Another widely cited measure of economic sentiment, an index compiled by the University of Michigan, is now close to its highest level in more than 10 years. "The surge was largely due to consumers’ initial reactions to Trump’s surprise victory," said Richard Curtin, the chief economist for the survey. "More consumers spontaneously mentioned the expected positive impact of new economic policies than ever before recorded in the long history of the surveys."

The University of Michigan Consumer Sentiment Index

Federal Reserve Bank of St. Louis / Via fred.stlouisfed.org

Economic statistics present a more mixed picture. The economy is growing at an annualized rate of 3.2% — relatively good compared to the last year's 2.6% growth rate — and the unemployment rate is down to 4.6%. Wages have started to grow again.

But these headline numbers coincide with worrying longer-term trends. While the unemployment rate is low, the portion of the population working or looking for work has declined dramatically since the financial crisis. Many men have dropped out of the labor force because of chronic pain or disability.

But changing consumer sentiment has fed a mini stock market boom, with shares of the S&P 500 rising 5.5% and the Dow Jones Industrial Average close to reaching the long-mythical 20,000 mark. "People are presuming that this condition is going to last for a long time," Atwater said. One person who might be missing out from the rally is Donald Trump himself, who said over the summer that he had sold off all of his individual stockholdings.

Some corporate chiefs have theorized the election period was a downer for consumers, who spent more time stressing out over the news and less time shopping. The CEO of Barnes & Noble blamed the election for slower book sales, and Restoration Hardware said the election was partially responsible for "consumer softness."

Costco finance chief Richard Galanti said its own sales suffered during the peak of election madness. "The four weeks of November was choppy, frankly, particularly the week of the election," he said on a recent analyst call. "I think it was worse than a snowstorm in terms of nobody wanting to go out and buy stuff, and that's what I read about other retailers as well."

But now the election is over — and for some executives, Trump's victory is particularly good news if it means proposals like a corporate tax cut, a tax holiday for overseas profits brought back into the US, and reduced regulation actually happen. “We can get this GDP up to 4%, which is what the president-elect is talking about,” Andrew Liveris, the chief executive officer of Dow Chemical, told CNBC, also saying that a 15% corporate tax rate, which Trump supports, would make the US more competitive.

"You're gonna cut taxes, which is great," Carl Icahn, the billionaire investor and Trump supporter said. "But I think the most important thing is ... to absolutely change these regulatory agencies."

Icahn is a relentless critic of the Environmental Protection Agency, and said Trump's pick to lead the regulator, Oklahoma Attorney General Scott Pruitt, would be the "perfect guy" for the job.

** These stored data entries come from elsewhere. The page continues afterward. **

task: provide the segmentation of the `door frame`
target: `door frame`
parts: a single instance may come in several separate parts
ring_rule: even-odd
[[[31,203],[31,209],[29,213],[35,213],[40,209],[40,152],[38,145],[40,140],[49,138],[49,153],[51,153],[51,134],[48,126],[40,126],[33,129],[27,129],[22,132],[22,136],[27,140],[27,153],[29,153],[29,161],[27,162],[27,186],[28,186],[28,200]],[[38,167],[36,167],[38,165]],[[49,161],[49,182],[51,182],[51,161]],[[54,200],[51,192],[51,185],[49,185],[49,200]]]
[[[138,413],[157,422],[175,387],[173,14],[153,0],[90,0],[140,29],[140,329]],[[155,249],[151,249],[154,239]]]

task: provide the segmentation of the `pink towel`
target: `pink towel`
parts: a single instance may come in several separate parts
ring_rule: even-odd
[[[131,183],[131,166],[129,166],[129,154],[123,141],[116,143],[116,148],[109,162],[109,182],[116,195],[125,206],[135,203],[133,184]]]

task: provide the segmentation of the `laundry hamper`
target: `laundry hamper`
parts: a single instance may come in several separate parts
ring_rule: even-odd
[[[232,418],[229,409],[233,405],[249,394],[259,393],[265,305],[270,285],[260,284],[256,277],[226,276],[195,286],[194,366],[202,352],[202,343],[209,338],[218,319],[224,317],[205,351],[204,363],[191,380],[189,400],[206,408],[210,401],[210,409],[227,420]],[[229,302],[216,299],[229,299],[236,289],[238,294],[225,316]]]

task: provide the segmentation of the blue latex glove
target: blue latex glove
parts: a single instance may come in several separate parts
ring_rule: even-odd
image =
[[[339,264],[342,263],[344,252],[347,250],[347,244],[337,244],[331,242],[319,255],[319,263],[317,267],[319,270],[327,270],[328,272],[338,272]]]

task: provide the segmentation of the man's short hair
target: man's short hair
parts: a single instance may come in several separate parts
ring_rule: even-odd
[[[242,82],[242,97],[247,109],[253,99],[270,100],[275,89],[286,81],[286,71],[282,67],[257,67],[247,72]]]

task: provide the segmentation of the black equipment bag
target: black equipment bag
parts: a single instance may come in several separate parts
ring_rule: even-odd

Pruitt is an aggressive opponent of Obama's EPA, has sued over several of the agency's rules, is a big recipient of campaign funds from fossil fuel companies, and has disputed the scientific consensus on climate change.

Icahn's own investments show just how good the prospect of deregulation can be for business. CVR Energy, an oil refinery company that Icahn owns a majority stake in, has risen in value by more than 80% since the election.